Der eindringliche Blick seiner Zwillingsschwester schien Marcus tatsächlich wieder zurück in die Realität zu holen. Er hatte bisher alles nur still verfolgt und selbst als seine Schwester die beiden vorgestellt hatte, nur mit einem schlichten Kopfnicken gegrüßt. Er brauchte einige Zeit um seine Gedanken zu ordnen, die seit ihrer Ankunft, wie wild durch seinen Geist schwirrten. Nur zu gut wusste er, wen er hier vor sich hatte. Maximus Decimus Meridius – Senator, Feldherr und Triumphator. Einer der einflussreichsten und bekanntesten Männer Roms. Auch wenn Marcus es nicht öffentlich zugegeben hätte, beschäftigte er sich bereits seit einiger Zeit ausführlich mit der Geschichte seiner Familie – sowohl dem Zweig der Decimer als auch der Didier. Und ein Name wie Decimus Meridius, war ohnehin im ganzen Römischen Reich bekannt. Da musste man nicht lange überlegen. Seine Geschichten waren bereits Legenden von denen selbst in Britannien so manches Theaterstück oder Gedicht über seine siegreichen Schlachten erzählte. Für Marcus war er jedoch nur ein weiterer dieser großen Namen neben den seines Vaters, mit denen sich die Decimer brüsten konnten. Doch bestimmt war auch bei diesem großen Mann nicht alles Gold was glänzte. Sollte Meridius selbst Kinder haben, was seinem Alter entsprechend höchst wahrscheinlich war, so war davon auszugehen, dass er seine Familie ebenso vernachlässigt und für seine Karriere im Stich gelassen hatte wie Flavas und Marcus Vater es getan hatte. Das machte diesen Mann nicht unbedingt sympathischer.

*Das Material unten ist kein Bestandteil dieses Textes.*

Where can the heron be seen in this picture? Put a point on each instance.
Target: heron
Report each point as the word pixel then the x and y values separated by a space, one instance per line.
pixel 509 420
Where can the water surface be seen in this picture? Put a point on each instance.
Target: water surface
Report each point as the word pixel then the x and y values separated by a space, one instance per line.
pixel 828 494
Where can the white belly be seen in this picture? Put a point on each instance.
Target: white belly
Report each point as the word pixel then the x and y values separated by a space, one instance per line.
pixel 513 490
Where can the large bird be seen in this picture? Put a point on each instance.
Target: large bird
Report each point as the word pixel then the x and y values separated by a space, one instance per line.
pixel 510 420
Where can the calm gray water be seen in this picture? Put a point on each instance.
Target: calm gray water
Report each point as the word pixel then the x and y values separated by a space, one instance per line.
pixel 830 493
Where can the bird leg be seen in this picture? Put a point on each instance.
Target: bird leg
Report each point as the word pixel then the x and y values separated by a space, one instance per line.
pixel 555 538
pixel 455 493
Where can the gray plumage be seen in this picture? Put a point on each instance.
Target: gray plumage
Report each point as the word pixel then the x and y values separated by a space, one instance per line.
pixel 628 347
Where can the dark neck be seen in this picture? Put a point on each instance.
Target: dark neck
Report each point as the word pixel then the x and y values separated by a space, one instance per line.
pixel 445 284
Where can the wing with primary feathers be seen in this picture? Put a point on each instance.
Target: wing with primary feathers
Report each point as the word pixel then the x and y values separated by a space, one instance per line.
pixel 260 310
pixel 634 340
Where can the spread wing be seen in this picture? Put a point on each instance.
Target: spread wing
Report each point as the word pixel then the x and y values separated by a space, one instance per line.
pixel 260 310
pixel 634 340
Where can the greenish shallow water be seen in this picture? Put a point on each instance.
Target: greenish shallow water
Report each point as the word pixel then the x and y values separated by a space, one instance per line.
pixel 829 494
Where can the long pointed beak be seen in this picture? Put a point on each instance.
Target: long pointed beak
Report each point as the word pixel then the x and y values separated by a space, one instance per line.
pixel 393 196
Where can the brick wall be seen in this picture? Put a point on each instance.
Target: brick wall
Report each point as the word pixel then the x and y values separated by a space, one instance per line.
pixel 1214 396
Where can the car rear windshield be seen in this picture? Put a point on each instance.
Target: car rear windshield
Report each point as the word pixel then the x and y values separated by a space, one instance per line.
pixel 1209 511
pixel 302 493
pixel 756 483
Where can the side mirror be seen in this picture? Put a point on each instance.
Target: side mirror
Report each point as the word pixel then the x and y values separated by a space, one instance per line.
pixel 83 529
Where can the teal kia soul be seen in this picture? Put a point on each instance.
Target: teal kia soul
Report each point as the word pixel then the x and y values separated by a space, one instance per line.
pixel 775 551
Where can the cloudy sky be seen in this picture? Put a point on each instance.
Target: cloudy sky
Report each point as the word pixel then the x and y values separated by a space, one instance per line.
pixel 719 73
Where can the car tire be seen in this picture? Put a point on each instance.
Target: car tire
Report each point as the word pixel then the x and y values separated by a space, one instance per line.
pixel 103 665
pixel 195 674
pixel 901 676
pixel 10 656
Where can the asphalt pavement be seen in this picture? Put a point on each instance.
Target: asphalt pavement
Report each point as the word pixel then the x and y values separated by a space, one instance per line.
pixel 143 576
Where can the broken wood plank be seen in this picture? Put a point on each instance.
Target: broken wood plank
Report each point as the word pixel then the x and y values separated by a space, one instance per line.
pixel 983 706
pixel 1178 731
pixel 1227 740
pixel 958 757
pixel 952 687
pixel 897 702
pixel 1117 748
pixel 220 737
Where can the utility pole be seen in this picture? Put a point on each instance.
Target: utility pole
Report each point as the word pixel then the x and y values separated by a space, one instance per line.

Der junge Mann hatte beim hereinkommen genau die Reaktionen des Senators auf seine Schwester beobachtet und war sich sicher, dass allein das Aussehen seiner Zwillingsschwester die Aussagen der beiden legitimierte. Lediglich die Anspielung auf den stolzen Blick des Vaters ließ in ihm kurz Wut aufkommen. Er wollte nichts mit seinem Vater gemein haben, überhaupt nichts – nicht einmal den Blick! Doch der Senator wechselte sofort wieder das Thema und ließ die Erregung des jungen Mannes ebenso schnell verebben, wie sie aufgekommen war. Nachdem er abgewartet hatte, bis seine Schwester saß, nahm Marcus ebenfalls auf der Kline neben ihr Platz und folgte weiter dem Gespräch der beiden. Er hasste es, wenn man all zu lange um das eigentliche Thema herumredete oder unnötige Begrüßungsfloskeln austauschte. Was war nun mit dem Alten für den sie diese lange Reise auf sich genommen hatten? Wo war er und warum sprach Meridius es nicht sofort an oder ließ ihn zumindest benachrichtigen? Rom würde bestimmt nicht gleich zusammenstürzen, wenn man ihn aus einer Senatssitzung holte oder er einen seiner wichtigen Posten verlassen musste, den er gerade für den Kaiser und das Volk von Rom ausübte. Andererseits – wer sagte, dass er wirklich in Rom war? Vielleicht hatte ihn der Kaiser ja als Statthalter oder Legat einer Legion in eine der Provinzen geschickt. Flava wäre bestimmt maßlos enttäuscht über eine solche Nachricht und würde vermutlich sofort weiterreisen wollen. Marcus entlockte dieser Gedanke ein leises Seufzen. Dann konzentrierte er sich jedoch wieder auf das Gespräch der beiden. Es ging immer noch um die Großeltern und ihre Mutter. Langsam aber sicher platzte Marcus der Kragen. Er versuchte dennoch Haltung zu waren und unterbrach das Gespräch mit einer recht monotonen und trockenen Frage.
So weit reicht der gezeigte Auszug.